Here is my example code:

import numpy as np
import matplotlib.pyplot as plt

def main():
    # Declare 20-degree polynomial
    coeffs = np.array([0.028582380269090664, -11.07209382330515, 81.98886137780704, -231.55726577581814, 344.8963540923082, -312.0774305574022, 185.36300988588312, -75.58767327080196, 21.660357329823697, -4.380346453954649, 0.6125779086029393, -0.05524029639869697, 0.002489646479713822, 4.159253423505381e-05, -9.927184104751197e-06, 8.634292922740336e-08, 3.278890552085848e-08, -3.350925351280405e-10, -1.1510786631391544e-10, -2.3053456641329463e-13, 3.9927010006271344e-13, 8.499990550259627e-15, -1.2514130885401332e-15, -5.653183054629818e-17, 3.5580325101956145e-18, 2.634844330077943e-19, -1.2086461102288157e-20, -9.772155900613053e-22, 8.336597931160041e-23, -2.286862805703104e-24, 2.2638043801338818e-26], dtype = float)
    y = -5

    # Create polynomial data on interval (0, 17)
    polyDataX = np.linspace(0, 17)
    polyDataY = np.empty(shape = len(polyDataX), dtype = float)

    for i in range(len(polyDataX)):
        polyDataY[i] = 0

        for j in range(len(coeffs)):
            polyDataY[i] += coeffs[j] * pow(polyDataX[i], j)

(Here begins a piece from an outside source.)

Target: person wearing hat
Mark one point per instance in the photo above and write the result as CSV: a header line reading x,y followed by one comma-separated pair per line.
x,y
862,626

    # Solve for all real solutions
    coeffs[-1] -= y
    sols = np.roots(coeffs).tolist()
    i = 0

    while (i < len(sols)):
        if (sols[i].imag != 0) or (sols[i].real < 0) or (sols[i].real > 17):
            del sols[i]
            i -= 1
        else:
            sols[i] = round(sols[i].real, 2)

        i += 1

    # Plot polynomial & solutions
    plt.xlim([0, 17])
    plt.ylim([-30, 30])
    plt.plot(polyDataX, polyDataY, color = "gray")
    plt.axhline(y, color = "blue")
    
    for sol in sols:
        plt.axvline(sol, color = "red")

    plt.title("Sols: " + str(sols))
    plt.show()
    plt.close()
    plt.clf()

if (__name__ == "__main__"):
    main()

First I generate a 20-degree polynomial (stored in coeffs), and use the roots function in order to acquire all X-values (stored in sols), at a certain Y-value (stored in y). I subsequently filter out all the imaginary solutions, leaving only the real ones at the desired interval of [0, 17], and I plot the plolynomial, alongside the desired Y-value and found real X-values. I colored the polynomial in gray, the desired Y-value in blue and all the filtered X-values in red.

In the above example, I attempt to acquire all real X-values at a the Y-value of -5. The X-values are listed as [3.92, 1.34, 1.13], which is clearly incorrect according to the generated plot: enter image description here

According to the plot, the actual X-values for a Y-value of -5 should be ~11.2 and ~16.

What am I doing wrong here? Why are the listed solutions from the roots function incorrect here?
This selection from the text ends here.